La conservation et l’exploitation de données à caractère personnel par les opérateurs du secteur des communications électroniques

Note de recherche scientifique
Publié le 03.02.2023 à 09h38 Mis à jour le 21.12.2023 à 06h51

Résumé

  • La directive 2002/58/CE du Parlement européen et du Conseil du 12 juillet 2002 concernant le traitement des données à caractère personnel et la protection de la vie privée dans le secteur des communications électroniques consacre le principe de la confidentialité des données relatives au trafic et des données de localisation générées par l’utilisation de services de communications électroniques.
  • Cette directive crée des obligations pour les opérateurs, comme l’effacement ou l’anonymisation de telles données lorsqu’elles ne sont plus nécessaires à la transmission d’une communication ou encore le recueil du consentement des utilisateurs lorsque leurs données peuvent être traitées à des fins commerciales.
  • Cette protection peut toutefois être limitée.
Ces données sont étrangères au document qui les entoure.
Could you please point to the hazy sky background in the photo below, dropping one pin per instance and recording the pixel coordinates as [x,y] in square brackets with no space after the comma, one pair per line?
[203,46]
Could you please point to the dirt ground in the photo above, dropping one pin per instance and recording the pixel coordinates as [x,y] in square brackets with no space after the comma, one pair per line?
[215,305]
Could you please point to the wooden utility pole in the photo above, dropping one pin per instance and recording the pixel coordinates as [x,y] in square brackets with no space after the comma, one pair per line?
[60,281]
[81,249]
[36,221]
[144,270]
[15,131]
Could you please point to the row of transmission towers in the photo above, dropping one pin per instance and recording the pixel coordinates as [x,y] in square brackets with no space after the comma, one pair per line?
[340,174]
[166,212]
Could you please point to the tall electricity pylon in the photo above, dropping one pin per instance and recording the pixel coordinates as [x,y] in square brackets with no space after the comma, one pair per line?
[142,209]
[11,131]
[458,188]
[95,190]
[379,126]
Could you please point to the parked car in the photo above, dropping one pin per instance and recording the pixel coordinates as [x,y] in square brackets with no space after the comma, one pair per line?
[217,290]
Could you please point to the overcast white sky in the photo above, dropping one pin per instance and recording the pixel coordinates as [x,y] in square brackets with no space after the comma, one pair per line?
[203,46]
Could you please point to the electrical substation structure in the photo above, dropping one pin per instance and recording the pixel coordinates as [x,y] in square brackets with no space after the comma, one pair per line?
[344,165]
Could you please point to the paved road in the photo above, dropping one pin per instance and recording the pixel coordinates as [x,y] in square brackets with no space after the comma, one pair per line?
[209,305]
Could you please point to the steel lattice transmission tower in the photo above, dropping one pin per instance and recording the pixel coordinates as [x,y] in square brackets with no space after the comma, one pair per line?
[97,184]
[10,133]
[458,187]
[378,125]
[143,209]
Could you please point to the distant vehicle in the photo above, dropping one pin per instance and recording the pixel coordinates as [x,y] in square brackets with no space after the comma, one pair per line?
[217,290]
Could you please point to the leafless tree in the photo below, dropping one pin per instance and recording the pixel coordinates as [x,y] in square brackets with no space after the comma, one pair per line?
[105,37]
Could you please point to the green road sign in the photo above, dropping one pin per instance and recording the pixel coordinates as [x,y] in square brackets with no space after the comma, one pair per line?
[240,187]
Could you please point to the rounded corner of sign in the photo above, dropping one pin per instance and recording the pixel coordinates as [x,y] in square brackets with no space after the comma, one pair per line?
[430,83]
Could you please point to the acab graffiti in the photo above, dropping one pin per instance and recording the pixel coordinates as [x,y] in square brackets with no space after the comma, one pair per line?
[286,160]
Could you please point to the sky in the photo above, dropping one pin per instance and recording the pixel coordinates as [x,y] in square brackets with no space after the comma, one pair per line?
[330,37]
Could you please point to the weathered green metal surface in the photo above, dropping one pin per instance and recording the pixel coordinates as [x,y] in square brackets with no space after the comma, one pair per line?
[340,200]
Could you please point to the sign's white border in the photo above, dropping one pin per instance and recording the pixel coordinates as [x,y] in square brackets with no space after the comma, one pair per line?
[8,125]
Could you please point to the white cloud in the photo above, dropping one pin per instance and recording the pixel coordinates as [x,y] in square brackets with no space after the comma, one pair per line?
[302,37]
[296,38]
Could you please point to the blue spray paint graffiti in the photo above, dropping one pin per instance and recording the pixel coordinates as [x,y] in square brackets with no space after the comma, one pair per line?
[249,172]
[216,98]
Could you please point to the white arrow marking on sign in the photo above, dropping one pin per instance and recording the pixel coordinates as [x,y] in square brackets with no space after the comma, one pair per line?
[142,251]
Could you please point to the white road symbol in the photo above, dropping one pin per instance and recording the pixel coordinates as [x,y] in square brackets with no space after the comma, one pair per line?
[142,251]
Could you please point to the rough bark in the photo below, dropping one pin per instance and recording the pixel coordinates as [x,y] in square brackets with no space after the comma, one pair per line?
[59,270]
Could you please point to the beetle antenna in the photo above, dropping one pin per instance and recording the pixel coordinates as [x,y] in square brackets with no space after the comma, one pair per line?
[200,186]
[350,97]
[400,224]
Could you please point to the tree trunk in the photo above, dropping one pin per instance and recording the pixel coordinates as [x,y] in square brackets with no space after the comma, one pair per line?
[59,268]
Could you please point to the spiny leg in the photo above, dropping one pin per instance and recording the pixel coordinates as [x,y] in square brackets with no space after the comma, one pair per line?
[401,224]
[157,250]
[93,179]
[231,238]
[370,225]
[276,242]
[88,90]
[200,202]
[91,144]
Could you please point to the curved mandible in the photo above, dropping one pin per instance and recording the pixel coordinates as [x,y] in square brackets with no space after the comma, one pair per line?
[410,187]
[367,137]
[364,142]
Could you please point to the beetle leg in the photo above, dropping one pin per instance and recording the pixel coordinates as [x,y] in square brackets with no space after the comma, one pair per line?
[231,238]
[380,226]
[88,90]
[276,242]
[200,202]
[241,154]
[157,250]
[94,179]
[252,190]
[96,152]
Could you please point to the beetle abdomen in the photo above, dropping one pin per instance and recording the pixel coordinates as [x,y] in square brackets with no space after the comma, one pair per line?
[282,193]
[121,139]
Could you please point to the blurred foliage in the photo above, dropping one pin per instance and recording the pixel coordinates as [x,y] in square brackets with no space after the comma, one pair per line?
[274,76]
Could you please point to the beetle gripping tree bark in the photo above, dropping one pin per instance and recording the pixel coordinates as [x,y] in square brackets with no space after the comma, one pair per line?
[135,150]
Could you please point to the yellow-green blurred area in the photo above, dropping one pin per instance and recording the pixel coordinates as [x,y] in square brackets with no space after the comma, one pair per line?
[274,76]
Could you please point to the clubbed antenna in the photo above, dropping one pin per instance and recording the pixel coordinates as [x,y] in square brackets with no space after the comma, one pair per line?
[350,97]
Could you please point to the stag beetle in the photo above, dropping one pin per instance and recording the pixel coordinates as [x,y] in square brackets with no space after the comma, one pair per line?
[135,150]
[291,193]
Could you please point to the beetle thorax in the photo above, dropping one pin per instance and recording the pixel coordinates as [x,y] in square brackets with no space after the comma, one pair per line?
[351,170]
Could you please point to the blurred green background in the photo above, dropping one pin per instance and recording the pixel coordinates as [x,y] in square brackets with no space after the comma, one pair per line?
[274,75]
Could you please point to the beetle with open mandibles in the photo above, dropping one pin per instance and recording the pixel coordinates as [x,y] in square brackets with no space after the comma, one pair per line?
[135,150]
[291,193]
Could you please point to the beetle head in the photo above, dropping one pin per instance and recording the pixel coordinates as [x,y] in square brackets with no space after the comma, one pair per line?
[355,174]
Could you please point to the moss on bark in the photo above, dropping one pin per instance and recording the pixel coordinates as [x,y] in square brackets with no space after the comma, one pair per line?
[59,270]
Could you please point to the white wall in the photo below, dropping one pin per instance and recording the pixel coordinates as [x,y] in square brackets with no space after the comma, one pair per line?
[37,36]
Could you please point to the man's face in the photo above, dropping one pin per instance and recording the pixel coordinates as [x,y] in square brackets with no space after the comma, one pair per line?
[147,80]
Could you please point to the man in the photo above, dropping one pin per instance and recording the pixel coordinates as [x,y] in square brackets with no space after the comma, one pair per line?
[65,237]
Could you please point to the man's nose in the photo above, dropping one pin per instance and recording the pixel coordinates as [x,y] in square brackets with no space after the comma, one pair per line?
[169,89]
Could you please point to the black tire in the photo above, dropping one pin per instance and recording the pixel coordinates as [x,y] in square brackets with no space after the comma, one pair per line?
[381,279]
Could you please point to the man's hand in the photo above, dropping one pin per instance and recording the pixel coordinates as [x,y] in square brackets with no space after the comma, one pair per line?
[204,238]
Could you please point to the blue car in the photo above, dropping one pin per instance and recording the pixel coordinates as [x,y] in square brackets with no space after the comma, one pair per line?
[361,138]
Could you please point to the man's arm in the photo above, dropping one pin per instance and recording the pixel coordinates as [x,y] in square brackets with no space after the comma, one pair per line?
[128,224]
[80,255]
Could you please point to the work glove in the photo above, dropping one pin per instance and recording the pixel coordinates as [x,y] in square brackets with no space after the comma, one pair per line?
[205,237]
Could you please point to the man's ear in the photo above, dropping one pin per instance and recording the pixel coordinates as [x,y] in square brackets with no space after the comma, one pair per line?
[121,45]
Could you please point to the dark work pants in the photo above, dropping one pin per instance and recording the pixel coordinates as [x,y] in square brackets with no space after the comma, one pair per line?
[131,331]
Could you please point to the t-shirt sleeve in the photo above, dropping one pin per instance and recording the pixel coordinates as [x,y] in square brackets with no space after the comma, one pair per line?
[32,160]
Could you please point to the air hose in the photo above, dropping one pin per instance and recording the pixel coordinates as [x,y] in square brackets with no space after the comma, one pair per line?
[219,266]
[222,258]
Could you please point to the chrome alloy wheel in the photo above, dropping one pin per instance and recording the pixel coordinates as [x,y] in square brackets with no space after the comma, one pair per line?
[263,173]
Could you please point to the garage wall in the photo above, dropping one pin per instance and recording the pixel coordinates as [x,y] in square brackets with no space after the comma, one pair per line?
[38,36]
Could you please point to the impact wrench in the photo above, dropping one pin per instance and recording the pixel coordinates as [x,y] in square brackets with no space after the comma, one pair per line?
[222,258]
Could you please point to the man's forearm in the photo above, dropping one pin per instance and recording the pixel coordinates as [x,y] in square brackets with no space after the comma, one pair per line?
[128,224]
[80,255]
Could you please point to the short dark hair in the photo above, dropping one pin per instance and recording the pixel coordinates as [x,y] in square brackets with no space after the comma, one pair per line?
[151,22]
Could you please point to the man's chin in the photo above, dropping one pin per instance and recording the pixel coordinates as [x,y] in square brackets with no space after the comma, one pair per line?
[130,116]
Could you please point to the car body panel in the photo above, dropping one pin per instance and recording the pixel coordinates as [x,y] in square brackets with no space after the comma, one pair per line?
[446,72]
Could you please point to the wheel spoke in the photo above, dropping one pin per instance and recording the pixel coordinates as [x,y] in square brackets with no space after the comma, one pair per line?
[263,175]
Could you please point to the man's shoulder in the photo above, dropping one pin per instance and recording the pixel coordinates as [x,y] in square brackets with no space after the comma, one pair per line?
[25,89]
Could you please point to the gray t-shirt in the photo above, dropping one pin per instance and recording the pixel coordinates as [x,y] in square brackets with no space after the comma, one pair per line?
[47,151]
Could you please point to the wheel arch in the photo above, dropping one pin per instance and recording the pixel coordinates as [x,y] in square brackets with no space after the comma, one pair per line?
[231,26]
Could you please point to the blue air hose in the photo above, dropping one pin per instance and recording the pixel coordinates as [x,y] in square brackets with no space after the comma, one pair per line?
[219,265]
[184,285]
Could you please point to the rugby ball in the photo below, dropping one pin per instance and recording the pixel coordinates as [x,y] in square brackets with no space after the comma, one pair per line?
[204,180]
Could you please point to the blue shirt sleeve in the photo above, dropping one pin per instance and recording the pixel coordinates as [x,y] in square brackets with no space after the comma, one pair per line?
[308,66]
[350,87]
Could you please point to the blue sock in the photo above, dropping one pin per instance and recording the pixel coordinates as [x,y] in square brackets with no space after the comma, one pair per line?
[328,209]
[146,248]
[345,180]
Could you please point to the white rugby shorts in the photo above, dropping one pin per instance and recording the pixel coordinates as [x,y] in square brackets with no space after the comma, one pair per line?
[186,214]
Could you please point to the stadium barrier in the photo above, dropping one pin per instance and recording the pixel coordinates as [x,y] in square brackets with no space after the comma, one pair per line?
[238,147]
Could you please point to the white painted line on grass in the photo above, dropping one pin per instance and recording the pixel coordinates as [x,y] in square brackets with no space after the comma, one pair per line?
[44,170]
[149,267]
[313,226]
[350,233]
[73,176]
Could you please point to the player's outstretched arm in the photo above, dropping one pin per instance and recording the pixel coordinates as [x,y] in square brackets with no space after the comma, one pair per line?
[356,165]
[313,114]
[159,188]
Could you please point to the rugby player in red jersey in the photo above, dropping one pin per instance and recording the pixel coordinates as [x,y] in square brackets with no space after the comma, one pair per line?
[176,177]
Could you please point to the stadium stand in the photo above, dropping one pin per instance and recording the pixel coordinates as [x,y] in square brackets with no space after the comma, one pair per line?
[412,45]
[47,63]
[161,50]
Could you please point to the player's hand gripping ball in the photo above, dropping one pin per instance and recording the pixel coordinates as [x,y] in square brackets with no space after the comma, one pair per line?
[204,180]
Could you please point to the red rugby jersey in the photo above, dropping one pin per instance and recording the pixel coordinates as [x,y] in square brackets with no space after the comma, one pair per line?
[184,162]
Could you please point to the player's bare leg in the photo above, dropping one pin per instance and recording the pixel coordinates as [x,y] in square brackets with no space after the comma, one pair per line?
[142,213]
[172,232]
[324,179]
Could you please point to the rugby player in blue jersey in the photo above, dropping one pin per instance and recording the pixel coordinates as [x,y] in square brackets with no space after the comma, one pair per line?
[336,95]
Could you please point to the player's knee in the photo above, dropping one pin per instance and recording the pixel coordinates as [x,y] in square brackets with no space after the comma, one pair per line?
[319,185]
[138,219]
L’article 15, paragraphe 1 de la directive 2002/58/CE permet aux États membres d’adopter des mesures législatives restrictives de cette protection, qui prévoient, par exemple, la conservation des données par les opérateurs.
  • La limitation doit toutefois constituer « une mesure nécessaire, appropriée et proportionnée, au sein d’une société démocratique, pour sauvegarder la sécurité nationale – c’est-à-dire la sûreté de l'État - la défense et la sécurité publique, ou assurer la prévention, la recherche, la détection et la poursuite d'infractions pénales ou d'utilisations non autorisées du système de communications électroniques (…) ». La mesure de limitation, adoptée dans le respect des principes généraux du droit de l’Union européenne, doit être d’une durée limitée et justifiée par les motifs d’intérêt général mentionnés ci-dessus.
  • Dans un contexte de lutte plus accrue contre le terrorisme et la criminalité, les États membres ont été amenés à adopter de telles réglementations. Certaines de ces législations ont donné lieu à une jurisprudence récente et fournie de la Cour de justice de l’Union européenne précisant les exigences auxquelles elles doivent répondre, particulièrement l’exigence de proportionnalité.
  • La Cour affirme le principe de l’interdiction de la conservation généralisée indifférenciée et de l’exploitation des données de connexion. Elle apporte des nuances à ce principe, en précisant aux autorités nationales qu’afin que leurs réglementations soient conformes à l’exigence de proportionnalité de l’article 15, paragraphe 1 de la directive, elles doivent mettre en relation le niveau de gravité de l’ingérence avec le niveau de gravité de la menace qui la justifie.
  • Cette analyse a ainsi conduit la Cour à admettre, dans des conditions strictement définies, qu’une législation puisse imposer aux opérateurs de communications électroniques une conservation généralisée et indifférenciée des données de connexion lorsqu’elle poursuit des finalités de sécurité publique.
  • Les arrêts rendus par la Cour de justice impliquent une lecture renouvelée de l’article 15, paragraphe 1 de la directive 2002/58/CE et exigent, en conséquence, des États membres d’adapter leurs législations afin de se conformer avec les exigences clarifiées. C'est dans ce contexte que s'inscrit le « Projet de loi relative à la rétention des données à caractère personnel et portant modification: 1° du Code de procédure pénale ; 2° de la loi modifiée du 30 mai 2005 concernant la protection de la vie privée dans le secteur des communications électroniques ; et 3° de la loi modifiée du 5 juillet 2016 portant réorganisation du Service de renseignement de l’État » présenté le 25 janvier 2023 par Madame la Ministre de la Justice.